Result gathering involves three distinct types of data:
- Logged samples -- Detailed per-document information including model inputs, outputs, and reference answers. These are used for qualitative analysis and debugging.
- Per-metric score lists -- Numerical scores for each document under each metric (e.g., accuracy, BLEU score). These are the raw data from which aggregate metrics are computed.
- Per-sample stability metrics -- When running multiple evaluation passes (k-samples mode), per-sample consistency and variance metrics are collected for statistical analysis.
Each of these is gathered separately using a gather-to-root collective operation, where all ranks send their local data to rank 0. On rank 0, the gathered data from all ranks is flattened into a single list, reconstructing the complete dataset's results.
Usage
Result gathering is required whenever evaluation is distributed across multiple GPUs. It occurs:
- After all inference is complete and post-processing (filtering) has been applied
- Before metric aggregation, which requires the complete dataset's results
On ranks other than 0, the gathered data is not needed, and those ranks simply wait at a barrier until rank 0 has finished processing.
Theoretical Basis
The gather operation follows a tree or direct pattern depending on the backend implementation:
Gather-to-root (rank 0):
Each rank r sends data D_r to rank 0
Rank 0 receives [D_0, D_1, ..., D_{W-1}]
Rank 0 flattens: D_all = D_0 + D_1 + ... + D_{W-1}
Communication cost:
- Data volume: sum(|D_r|) for r in {0, ..., W-1}
- Latency: O(W) for direct gather, O(log W) for tree-based
The gather is performed three times per task:
For each task T:
1. gather(logged_samples_r) -> logged_samples_all (on rank 0)

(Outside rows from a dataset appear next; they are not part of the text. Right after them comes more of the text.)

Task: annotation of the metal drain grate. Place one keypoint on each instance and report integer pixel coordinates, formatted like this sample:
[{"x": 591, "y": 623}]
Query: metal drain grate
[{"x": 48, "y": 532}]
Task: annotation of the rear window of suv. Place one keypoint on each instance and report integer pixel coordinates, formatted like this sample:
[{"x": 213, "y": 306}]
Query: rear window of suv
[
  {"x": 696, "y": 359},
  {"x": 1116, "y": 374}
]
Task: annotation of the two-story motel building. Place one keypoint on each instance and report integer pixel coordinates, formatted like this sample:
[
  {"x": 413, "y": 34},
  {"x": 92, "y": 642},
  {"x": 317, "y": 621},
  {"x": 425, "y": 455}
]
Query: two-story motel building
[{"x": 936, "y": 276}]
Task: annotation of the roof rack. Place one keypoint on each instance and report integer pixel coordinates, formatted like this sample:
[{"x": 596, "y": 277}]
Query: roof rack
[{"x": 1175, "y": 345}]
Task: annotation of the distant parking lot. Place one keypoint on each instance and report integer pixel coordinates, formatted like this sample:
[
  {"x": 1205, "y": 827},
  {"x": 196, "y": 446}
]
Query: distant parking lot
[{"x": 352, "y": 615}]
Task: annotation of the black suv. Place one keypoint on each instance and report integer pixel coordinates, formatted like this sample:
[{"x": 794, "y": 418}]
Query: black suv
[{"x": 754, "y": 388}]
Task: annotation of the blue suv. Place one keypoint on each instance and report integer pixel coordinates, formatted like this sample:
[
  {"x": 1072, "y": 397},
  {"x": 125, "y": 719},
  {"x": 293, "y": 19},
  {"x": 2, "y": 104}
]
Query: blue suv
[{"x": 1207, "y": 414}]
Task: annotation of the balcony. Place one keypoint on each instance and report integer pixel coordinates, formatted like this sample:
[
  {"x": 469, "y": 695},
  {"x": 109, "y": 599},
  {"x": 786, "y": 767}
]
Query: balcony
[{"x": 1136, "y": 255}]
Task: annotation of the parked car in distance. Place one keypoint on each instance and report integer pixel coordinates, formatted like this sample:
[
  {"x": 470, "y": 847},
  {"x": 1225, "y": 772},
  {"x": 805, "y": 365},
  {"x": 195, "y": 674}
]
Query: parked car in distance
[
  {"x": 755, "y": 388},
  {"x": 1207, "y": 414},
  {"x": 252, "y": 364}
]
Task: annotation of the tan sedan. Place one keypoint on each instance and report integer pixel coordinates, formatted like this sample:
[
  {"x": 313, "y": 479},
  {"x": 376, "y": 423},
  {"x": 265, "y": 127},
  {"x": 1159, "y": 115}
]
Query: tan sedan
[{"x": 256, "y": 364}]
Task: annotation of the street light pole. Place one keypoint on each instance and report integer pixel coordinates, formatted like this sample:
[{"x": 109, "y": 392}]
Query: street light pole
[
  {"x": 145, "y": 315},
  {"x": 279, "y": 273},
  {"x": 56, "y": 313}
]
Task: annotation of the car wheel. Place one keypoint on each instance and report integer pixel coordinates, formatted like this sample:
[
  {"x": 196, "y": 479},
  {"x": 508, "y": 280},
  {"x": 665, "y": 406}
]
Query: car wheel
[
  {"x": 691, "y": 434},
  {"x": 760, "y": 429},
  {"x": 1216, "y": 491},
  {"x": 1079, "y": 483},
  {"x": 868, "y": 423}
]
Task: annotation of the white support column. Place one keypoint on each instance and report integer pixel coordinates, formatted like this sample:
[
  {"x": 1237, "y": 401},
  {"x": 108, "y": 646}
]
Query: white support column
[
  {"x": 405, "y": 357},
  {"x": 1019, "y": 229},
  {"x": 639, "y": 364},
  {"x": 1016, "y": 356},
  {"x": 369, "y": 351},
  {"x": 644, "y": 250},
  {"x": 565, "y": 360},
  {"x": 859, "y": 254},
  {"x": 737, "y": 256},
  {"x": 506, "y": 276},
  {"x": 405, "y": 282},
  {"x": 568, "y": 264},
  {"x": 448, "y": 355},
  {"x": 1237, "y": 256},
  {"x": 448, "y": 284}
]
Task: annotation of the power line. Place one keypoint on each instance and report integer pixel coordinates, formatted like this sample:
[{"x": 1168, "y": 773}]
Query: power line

2. For each (metric, filter) in T.sample_metrics:
gather(scores_r) -> scores_all (on rank 0)
3. For each (metric, filter) in T.per_sample_metrics:
gather(stability_r) -> stability_all (on rank 0)
After all gathers complete, a barrier ensures every rank is synchronized before rank 0 proceeds to metric aggregation. This prevents rank 0 from starting aggregation while other ranks are still in the gather phase.
The total data transferred during gathering scales linearly with dataset size and the number of metrics, but is typically small compared to the inference data volume since only scores and metadata are gathered (not model weights or activations).